If you’re superstitious like many Chinese, you’ll know that, around this time of year, ghosts are said to return to the land of the living. It’s a Chinese custom that’s always honoured every seventh month of the Lunar Calendar, and it’s one that most Singaporeans are courteous enough to take note of. After all, you would want to offend a ghost, do you?Unlike Halloween, the Hungry Ghost Festival isn’t fun and games, at all. It is believed that spirits return from the gates of Hell to feast, which is why there are numerous ceremonies and concerts around the island to placate them.
But there’s no need to get creeped out; these spirits are generally harmless. Here are some well-known ‘facts’ to take note of that won’t upset the dead and the living.

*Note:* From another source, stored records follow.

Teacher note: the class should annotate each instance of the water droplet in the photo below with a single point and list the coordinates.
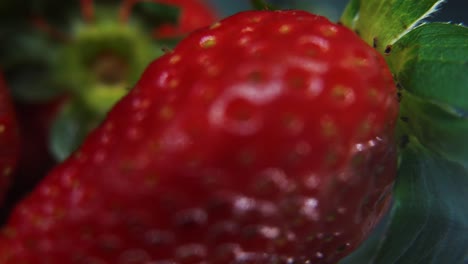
(309, 209)
(243, 204)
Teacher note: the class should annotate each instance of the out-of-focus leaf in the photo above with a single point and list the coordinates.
(25, 57)
(153, 14)
(382, 22)
(429, 220)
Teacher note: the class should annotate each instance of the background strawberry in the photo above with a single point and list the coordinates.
(265, 138)
(67, 64)
(9, 140)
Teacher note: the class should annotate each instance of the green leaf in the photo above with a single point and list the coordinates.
(431, 62)
(440, 129)
(429, 220)
(431, 65)
(69, 129)
(59, 14)
(25, 57)
(153, 14)
(382, 22)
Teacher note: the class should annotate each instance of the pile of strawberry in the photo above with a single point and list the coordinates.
(266, 137)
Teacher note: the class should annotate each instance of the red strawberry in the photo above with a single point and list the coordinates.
(266, 138)
(194, 14)
(9, 139)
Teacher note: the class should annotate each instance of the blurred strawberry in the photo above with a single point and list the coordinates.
(9, 140)
(67, 63)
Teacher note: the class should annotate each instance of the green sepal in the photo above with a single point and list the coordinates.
(152, 14)
(382, 22)
(428, 222)
(70, 127)
(79, 116)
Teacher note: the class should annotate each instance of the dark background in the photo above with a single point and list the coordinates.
(455, 11)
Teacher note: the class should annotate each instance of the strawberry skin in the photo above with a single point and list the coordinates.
(9, 139)
(265, 138)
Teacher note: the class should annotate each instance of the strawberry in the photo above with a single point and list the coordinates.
(9, 139)
(265, 138)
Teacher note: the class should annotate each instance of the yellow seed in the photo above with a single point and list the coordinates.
(166, 112)
(284, 29)
(173, 83)
(328, 127)
(342, 93)
(208, 42)
(175, 59)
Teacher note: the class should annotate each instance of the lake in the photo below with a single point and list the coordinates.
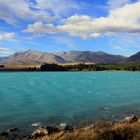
(52, 98)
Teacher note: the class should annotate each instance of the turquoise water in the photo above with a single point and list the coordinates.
(52, 98)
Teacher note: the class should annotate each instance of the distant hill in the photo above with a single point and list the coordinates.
(31, 58)
(36, 57)
(88, 56)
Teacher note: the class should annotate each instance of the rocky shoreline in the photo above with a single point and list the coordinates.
(129, 128)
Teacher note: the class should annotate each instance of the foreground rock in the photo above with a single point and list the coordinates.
(130, 119)
(65, 127)
(128, 129)
(43, 131)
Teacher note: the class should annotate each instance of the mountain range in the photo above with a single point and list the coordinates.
(36, 57)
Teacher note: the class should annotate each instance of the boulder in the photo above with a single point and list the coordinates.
(40, 132)
(65, 127)
(5, 134)
(130, 119)
(12, 130)
(43, 131)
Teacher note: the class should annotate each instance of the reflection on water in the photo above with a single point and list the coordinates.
(53, 98)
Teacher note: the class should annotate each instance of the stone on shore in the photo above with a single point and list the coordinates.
(44, 131)
(131, 119)
(65, 127)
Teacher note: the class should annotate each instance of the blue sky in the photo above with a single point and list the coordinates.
(112, 26)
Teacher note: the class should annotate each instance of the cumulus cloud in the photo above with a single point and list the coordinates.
(57, 7)
(121, 20)
(7, 36)
(39, 10)
(2, 49)
(114, 4)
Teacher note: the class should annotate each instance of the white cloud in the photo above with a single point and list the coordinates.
(114, 4)
(2, 49)
(39, 28)
(121, 20)
(57, 7)
(40, 10)
(7, 36)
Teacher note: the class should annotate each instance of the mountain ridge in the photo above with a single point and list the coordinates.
(31, 57)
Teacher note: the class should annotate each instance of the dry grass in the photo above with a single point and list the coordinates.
(104, 131)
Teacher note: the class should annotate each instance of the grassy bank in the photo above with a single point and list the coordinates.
(129, 129)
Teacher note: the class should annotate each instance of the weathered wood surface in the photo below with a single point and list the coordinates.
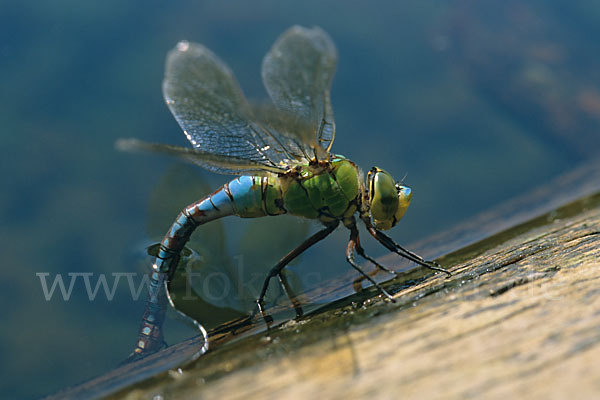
(520, 320)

1. Don’t make any major changes to your home
This includes shifting furniture around and especially making renovations to your home during this period. It is believed that this might disturb any residing spirits.
2. Don’t kill any moths
Have you ever seen a moth at a funeral? Chinese believe that spirits can be reincarnated as animals, especially moths. So if you see any of these winged creatures crashing your home, nudge it out gently. It’s just saying hello.
3. Don’t go snooping around where you aren’t supposed to
If there’s one thing horror movies have taught us, it’s not to go to creepy places by yourself. Sure, Singapore is a safe place, but why tempt the spirits during the most ‘haunted’ season of the year?
4. Don’t sit in the front row of Getai performances
Aside from food, ghosts love a good show too, or so the Chinese believe. Chinese entertain these spirits through Getai, over-the-top performances that often involve traditional song, theatre, and puppetry. Don’t be surprised if you stumble upon a Chinese opera popping up in your neighbourhood.
Oh, and while performances such as these are free, it’s best if you don’t plant yourselves in the front row of seats. Who do you think they’re reserved for?
5. Don’t be alarmed by friendly firesUnless it’s a building on fire (that’s not made of paper), it’s often someone burning offerings for their ancestors. These offerings usually take the form of paper money; you’ll see plenty of ash fluttering about your neighbourhood. The smell and smoke may get to you so you would want to shut your windows and turn up the aircon.
The Hungry Ghost Festival is observed island-wide every year, from 11 August to 9 September in 2018.